18 février 2016 à 11 h 02

Mis à jour le 23 février 2016 à 11 h 02

Série L’actualité vue par nos experts

Des professeurs et chercheurs de l’UQAM se prononcent sur des enjeux de l’actualité québécoise, canadienne ou internationale.

Bombardement en Syrie.
Photo: Shutterstock

«Une mascarade!» C’est le terme employé par Charles-Philippe David, professeur au Département de science politique, pour qualifier l’accord intervenu le 12 février dernier entre les États-Unis, la Russie et leurs principaux alliés prévoyant une cessation des hostilités en Syrie dans un délai d’une semaine.

Après que cet accord ait été complètement ignoré, Washington et Moscou ont de nouveau annoncé, lundi 22 février, l’entrée en vigueur d’un cessez-le-feu en Syrie à partir du 27 février. Selon les modalités de l’entente, les parties prenantes au conflit, à l’exception de l’organisation de l’État islamique, aussi connue sous le nom de Daech (acronyme arabe) et du Front al-Nosra, branche syrienne d’Al-Qaïda, ont jusqu’au 26 février pour faire part de leur adhésion à la trêve.

Celui qui est titulaire de la Chaire Raoul-Dandurand en études stratégiques et diplomatiques demeure sceptique quant aux chances de réussite de cette nouvelle entente. «Après la conclusion du premier accord, les belligérants ont poursuivi les combats afin d’occuper une position avantageuse sur le terrain. Le même scénario va-t-il se répéter? Les États-Unis et la Russie parviendront-ils à convaincre leurs alliés sur le terrain de respecter les modalités de la trêve? Cela reste à voir.»

Une région déchirée

Cinq ans après les révoltes du printemps arabe, les conflits qui déchirent le Moyen-Orient s’exacerbent: guerre civile en Syrie et au Yémen, chaos en Libye et en Irak, tensions entre l’Arabie saoudite et l’Iran. Et, surtout, montée en puissance de l’organisation de l’État islamique, aussi connue sous le nom de Daech (acronyme arabe), ennemi numéro un des puissances occidentales, qui sème la violence et la terreur.
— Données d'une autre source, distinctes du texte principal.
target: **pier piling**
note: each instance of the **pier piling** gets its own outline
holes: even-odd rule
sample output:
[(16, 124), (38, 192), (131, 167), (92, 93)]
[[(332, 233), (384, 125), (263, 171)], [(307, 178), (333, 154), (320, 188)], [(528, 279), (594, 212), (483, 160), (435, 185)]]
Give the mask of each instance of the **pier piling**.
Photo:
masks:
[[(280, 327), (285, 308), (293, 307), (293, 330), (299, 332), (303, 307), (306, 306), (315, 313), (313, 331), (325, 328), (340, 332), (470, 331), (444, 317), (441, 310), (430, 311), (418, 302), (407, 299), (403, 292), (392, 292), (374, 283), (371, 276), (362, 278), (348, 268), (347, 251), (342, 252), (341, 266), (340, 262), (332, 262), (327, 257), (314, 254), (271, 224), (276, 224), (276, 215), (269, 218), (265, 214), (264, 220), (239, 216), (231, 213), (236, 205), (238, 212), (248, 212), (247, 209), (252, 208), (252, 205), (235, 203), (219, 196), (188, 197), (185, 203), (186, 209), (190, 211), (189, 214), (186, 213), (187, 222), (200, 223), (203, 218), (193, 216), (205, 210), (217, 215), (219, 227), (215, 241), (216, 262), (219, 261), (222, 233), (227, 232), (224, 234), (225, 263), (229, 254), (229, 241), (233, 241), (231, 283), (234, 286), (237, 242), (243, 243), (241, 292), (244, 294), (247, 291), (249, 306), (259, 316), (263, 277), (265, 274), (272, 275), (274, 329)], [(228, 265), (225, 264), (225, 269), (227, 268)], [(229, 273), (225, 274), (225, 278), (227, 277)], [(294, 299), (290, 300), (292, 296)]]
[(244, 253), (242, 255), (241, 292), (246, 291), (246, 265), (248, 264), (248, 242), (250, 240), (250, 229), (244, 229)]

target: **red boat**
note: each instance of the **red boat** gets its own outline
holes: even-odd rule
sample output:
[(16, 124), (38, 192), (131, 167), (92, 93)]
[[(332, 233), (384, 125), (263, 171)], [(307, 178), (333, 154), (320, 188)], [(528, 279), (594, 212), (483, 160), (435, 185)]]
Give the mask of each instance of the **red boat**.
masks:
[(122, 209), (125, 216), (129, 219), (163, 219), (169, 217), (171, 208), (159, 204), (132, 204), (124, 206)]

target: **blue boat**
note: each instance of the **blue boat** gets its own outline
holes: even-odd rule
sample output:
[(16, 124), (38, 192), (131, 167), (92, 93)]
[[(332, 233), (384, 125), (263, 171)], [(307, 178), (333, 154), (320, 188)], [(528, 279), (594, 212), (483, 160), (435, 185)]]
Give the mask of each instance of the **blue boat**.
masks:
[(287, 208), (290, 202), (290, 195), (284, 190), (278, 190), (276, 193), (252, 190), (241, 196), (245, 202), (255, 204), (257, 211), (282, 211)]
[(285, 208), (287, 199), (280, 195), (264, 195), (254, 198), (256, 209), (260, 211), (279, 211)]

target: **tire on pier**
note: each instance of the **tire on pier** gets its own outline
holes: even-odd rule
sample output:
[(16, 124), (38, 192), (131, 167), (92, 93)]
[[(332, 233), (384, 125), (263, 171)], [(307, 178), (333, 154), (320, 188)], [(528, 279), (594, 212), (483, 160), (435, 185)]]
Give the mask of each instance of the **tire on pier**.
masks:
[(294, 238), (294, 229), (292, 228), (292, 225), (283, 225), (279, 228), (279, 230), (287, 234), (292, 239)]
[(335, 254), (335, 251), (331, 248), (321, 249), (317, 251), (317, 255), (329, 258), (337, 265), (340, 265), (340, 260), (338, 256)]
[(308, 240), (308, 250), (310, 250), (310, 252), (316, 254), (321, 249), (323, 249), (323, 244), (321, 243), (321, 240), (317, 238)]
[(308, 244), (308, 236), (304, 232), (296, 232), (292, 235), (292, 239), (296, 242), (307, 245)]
Comment en est-on arrivé là? Les tensions et la violence politiques ne sont pas des phénomènes nouveaux au Moyen-Orient, souligne la doctorante en sociologie Hanieh Ziaei, coordonnatrice de l’Observatoire sur le Moyen-Orient et l’Afrique du Nord de la Chaire Raoul-Dandurand. «Au lendemain de la Première Guerre mondiale, alors que s’écroulait l’empire ottoman, les puissances coloniales – particulièrement la France et l’Angleterre – ont procédé à un découpage territorial arbitraire et déterminé de façon artificielle les frontières des États, alimentant l’instabilité, le ressentiment et la frustration», rappelle celle qui est aussi chargée de cours au Département de sociologie.

La création en 1948 de l’État d’Israël, conformément au plan de partage de la Palestine adopté par l’ONU en 1947, a généré, par ailleurs, une tension permanente qui a conduit à de nombreux conflits régionaux, sans mettre fin au mouvement national palestinien. Soutenu depuis plusieurs années par les États-Unis et d’autres pays occidentaux, l’État d’Israël représente toujours un affront aux yeux des populations arabes.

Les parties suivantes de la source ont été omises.